SimGRAG: Leveraging Similar Subgraphs for Knowledge Graphs Driven Retrieval-Augmented Generation

AI-generated keywords: Large Language Models

AI-generated Key Points

  • Recent advancements in large language models (LLMs) have shown versatility across tasks
  • Retrieval-augmented generation (RAG) addresses hallucinations in LLMs by using external knowledge sources like knowledge graphs (KGs)
  • Similar Graph Enhanced Retrieval-Augmented Generation (SimGRAG) aligns query texts with KG structures through a two-stage process
  • Emphasis on plug-and-play usability and scalability in SimGRAG
  • GSD metric and optimized subgraph retrieval algorithm enhance efficiency and scalability
  • SimGRAG outperforms existing methods in question answering and fact verification tasks
  • Performance of SimGRAG depends on the capabilities of underlying LLMs, which may affect performance for complex queries
Also access our AI generated: Comprehensive summary, Lay summary, Blog-like article; or ask questions about this paper to our AI assistant.

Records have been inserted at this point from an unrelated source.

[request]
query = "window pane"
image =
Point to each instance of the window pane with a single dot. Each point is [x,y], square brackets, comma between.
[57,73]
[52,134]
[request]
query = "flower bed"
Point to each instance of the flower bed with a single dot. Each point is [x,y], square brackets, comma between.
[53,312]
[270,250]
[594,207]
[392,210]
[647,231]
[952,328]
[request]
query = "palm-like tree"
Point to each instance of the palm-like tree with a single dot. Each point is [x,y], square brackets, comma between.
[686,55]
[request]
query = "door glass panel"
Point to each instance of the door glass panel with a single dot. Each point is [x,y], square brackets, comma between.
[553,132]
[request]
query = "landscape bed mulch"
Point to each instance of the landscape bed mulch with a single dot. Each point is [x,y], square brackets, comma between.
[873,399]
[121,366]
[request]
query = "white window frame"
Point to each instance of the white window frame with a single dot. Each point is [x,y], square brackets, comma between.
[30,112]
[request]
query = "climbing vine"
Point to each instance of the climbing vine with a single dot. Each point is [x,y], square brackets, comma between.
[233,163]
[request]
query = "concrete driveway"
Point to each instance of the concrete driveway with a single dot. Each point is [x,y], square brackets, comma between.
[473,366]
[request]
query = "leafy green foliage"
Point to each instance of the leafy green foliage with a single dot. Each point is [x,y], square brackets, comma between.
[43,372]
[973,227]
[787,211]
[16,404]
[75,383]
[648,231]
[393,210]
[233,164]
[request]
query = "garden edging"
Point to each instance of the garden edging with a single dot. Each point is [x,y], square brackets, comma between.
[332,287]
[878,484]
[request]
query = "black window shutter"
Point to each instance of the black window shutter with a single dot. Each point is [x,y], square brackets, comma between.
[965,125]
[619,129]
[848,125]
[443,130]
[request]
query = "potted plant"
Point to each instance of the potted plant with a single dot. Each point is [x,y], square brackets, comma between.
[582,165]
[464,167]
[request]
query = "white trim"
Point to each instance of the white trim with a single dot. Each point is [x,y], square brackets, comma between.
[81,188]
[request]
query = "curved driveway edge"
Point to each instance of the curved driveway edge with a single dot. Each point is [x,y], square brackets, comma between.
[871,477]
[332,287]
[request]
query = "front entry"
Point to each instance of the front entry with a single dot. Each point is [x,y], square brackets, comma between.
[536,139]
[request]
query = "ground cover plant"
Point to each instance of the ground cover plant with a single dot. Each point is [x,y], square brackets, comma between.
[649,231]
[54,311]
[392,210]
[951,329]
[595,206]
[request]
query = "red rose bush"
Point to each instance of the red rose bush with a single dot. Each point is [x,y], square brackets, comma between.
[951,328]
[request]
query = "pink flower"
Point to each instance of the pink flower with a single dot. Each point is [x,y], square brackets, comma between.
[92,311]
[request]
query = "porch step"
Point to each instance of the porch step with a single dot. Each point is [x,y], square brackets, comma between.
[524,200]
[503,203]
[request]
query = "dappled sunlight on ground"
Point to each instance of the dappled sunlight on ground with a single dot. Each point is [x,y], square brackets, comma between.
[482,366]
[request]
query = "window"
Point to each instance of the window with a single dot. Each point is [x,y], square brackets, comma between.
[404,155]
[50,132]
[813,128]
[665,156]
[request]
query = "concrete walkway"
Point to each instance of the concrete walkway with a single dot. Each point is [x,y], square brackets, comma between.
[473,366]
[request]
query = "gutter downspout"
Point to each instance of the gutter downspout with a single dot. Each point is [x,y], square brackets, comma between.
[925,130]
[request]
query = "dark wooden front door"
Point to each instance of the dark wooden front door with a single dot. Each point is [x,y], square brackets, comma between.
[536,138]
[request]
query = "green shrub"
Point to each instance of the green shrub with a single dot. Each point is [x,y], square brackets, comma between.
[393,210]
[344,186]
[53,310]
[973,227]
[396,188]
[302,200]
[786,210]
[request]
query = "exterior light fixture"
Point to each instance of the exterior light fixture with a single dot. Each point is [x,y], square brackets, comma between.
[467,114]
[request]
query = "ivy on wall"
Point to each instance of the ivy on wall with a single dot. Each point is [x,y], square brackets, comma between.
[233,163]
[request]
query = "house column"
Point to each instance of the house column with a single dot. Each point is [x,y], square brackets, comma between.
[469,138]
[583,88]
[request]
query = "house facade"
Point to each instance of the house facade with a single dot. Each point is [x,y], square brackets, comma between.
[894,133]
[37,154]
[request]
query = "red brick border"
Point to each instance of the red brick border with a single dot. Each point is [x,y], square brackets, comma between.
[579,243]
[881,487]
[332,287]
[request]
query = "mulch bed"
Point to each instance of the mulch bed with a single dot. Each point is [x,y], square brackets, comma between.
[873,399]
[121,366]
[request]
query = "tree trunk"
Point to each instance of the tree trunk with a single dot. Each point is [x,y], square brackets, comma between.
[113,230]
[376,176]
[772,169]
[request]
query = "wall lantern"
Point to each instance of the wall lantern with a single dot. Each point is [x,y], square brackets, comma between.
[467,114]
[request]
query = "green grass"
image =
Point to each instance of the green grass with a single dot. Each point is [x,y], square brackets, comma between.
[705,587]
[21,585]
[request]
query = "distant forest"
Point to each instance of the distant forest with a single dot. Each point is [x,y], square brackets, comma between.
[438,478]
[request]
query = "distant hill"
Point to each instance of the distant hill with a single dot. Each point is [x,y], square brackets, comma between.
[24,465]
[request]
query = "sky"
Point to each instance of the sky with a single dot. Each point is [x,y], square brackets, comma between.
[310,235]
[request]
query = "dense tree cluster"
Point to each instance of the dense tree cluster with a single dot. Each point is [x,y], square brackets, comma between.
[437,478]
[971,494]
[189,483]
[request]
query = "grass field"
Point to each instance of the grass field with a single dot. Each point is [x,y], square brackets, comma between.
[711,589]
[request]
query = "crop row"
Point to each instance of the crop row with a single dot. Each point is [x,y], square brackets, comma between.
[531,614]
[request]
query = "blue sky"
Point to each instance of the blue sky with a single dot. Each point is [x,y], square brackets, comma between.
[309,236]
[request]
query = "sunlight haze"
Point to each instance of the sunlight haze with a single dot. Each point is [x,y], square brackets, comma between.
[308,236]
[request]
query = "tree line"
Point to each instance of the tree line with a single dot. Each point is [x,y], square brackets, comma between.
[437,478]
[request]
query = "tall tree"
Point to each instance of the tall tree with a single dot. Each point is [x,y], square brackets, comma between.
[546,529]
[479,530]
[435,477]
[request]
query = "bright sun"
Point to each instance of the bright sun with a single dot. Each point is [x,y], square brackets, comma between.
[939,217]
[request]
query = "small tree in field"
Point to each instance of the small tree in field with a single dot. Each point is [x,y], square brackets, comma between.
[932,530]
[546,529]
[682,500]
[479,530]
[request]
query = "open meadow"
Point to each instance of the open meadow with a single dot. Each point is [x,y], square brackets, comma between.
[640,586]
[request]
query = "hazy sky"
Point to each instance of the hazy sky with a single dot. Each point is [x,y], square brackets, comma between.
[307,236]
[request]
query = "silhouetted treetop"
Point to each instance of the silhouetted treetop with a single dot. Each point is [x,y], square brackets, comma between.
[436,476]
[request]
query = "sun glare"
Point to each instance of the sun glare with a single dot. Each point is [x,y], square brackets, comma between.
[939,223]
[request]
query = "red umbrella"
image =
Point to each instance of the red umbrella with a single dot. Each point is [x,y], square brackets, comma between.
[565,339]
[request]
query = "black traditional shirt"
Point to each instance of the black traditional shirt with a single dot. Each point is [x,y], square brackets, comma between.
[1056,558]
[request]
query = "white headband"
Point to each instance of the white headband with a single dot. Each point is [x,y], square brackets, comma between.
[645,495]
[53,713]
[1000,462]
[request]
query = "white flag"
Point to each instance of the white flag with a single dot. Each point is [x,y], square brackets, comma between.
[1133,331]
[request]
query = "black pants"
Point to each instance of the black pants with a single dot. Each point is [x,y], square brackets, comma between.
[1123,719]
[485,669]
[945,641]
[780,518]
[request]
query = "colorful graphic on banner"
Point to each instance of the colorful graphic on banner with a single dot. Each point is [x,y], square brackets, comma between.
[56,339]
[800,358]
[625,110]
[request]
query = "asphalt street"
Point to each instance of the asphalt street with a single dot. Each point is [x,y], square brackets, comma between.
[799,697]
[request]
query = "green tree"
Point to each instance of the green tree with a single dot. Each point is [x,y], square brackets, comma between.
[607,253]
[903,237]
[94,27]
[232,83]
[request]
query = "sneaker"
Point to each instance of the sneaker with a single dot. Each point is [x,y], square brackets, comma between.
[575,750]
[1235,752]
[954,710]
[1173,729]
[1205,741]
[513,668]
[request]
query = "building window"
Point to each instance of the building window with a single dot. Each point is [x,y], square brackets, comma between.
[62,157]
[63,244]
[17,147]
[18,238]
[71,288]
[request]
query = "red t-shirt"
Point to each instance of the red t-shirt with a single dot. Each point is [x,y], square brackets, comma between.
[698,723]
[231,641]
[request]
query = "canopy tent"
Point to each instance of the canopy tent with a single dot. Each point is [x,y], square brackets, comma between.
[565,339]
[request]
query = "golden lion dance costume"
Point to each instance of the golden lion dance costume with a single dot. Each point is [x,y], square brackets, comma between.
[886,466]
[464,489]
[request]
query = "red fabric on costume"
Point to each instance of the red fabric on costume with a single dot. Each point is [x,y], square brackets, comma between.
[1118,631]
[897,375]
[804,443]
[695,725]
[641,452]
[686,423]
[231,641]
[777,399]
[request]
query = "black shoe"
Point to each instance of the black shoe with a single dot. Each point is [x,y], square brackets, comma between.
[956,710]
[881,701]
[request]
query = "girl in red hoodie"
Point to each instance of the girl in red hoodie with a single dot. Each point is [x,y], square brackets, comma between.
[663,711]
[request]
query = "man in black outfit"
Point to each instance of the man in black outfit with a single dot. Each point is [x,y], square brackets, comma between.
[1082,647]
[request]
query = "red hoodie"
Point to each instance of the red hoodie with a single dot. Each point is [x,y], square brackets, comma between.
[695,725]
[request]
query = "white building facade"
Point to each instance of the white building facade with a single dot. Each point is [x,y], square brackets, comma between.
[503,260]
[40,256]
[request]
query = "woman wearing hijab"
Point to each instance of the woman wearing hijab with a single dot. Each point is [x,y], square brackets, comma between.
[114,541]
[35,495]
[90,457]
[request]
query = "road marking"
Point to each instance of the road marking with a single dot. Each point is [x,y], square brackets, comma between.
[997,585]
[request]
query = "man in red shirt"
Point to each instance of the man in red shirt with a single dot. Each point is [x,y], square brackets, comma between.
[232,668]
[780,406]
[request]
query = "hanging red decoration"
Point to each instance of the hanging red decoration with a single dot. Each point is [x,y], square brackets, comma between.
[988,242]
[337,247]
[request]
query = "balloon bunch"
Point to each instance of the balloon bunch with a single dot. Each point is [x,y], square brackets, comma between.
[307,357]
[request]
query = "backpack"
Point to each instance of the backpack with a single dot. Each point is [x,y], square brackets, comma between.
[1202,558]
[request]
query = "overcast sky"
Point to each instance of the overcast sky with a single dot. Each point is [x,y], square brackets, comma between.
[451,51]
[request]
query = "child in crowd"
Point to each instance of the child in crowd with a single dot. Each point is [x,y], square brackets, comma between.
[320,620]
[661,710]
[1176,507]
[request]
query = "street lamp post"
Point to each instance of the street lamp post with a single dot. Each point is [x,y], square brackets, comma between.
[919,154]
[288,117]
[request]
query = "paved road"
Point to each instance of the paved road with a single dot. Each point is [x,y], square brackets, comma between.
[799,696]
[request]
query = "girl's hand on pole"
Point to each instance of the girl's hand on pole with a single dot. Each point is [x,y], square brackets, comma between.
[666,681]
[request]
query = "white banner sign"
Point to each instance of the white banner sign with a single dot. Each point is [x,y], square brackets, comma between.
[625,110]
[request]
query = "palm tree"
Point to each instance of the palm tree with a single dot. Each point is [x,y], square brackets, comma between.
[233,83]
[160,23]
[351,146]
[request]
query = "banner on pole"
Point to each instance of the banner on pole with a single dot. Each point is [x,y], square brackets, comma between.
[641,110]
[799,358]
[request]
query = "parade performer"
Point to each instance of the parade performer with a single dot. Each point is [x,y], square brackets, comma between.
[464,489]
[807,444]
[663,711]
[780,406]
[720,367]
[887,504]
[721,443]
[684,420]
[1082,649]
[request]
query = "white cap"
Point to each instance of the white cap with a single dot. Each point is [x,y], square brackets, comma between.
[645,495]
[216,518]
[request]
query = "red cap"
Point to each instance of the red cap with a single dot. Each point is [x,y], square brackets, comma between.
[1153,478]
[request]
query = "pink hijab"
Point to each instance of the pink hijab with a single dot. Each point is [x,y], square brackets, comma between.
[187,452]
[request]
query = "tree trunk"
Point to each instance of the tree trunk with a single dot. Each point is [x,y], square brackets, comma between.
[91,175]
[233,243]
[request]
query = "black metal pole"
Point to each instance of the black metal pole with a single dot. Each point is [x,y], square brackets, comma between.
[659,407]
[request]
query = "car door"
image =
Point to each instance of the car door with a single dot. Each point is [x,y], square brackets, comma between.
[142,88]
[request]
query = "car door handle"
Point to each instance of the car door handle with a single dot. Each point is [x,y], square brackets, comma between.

Authors: Yuzheng Cai, Zhenyue Guo, Yiwen Pei, Wanrui Bian, Weiguo Zheng

License: CC BY-NC-SA 4.0

Abstract: Recent advancements in large language models (LLMs) have shown impressive versatility across various tasks. To eliminate its hallucinations, retrieval-augmented generation (RAG) has emerged as a powerful approach, leveraging external knowledge sources like knowledge graphs (KGs). In this paper, we study the task of KG-driven RAG and propose a novel Similar Graph Enhanced Retrieval-Augmented Generation (SimGRAG) method. It effectively addresses the challenge of aligning query texts and KG structures through a two-stage process: (1) query-to-pattern, which uses an LLM to transform queries into a desired graph pattern, and (2) pattern-to-subgraph, which quantifies the alignment between the pattern and candidate subgraphs using a graph semantic distance (GSD) metric. We also develop an optimized retrieval algorithm that efficiently identifies the top-$k$ subgraphs within 1-second latency on a 10-million-scale KG. Extensive experiments show that SimGRAG outperforms state-of-the-art KG-driven RAG methods in both question answering and fact verification, offering superior plug-and-play usability and scalability.

Submitted to arXiv on 17 Dec. 2024

Ask questions about this paper to our AI assistant

You can also chat with multiple papers at once here.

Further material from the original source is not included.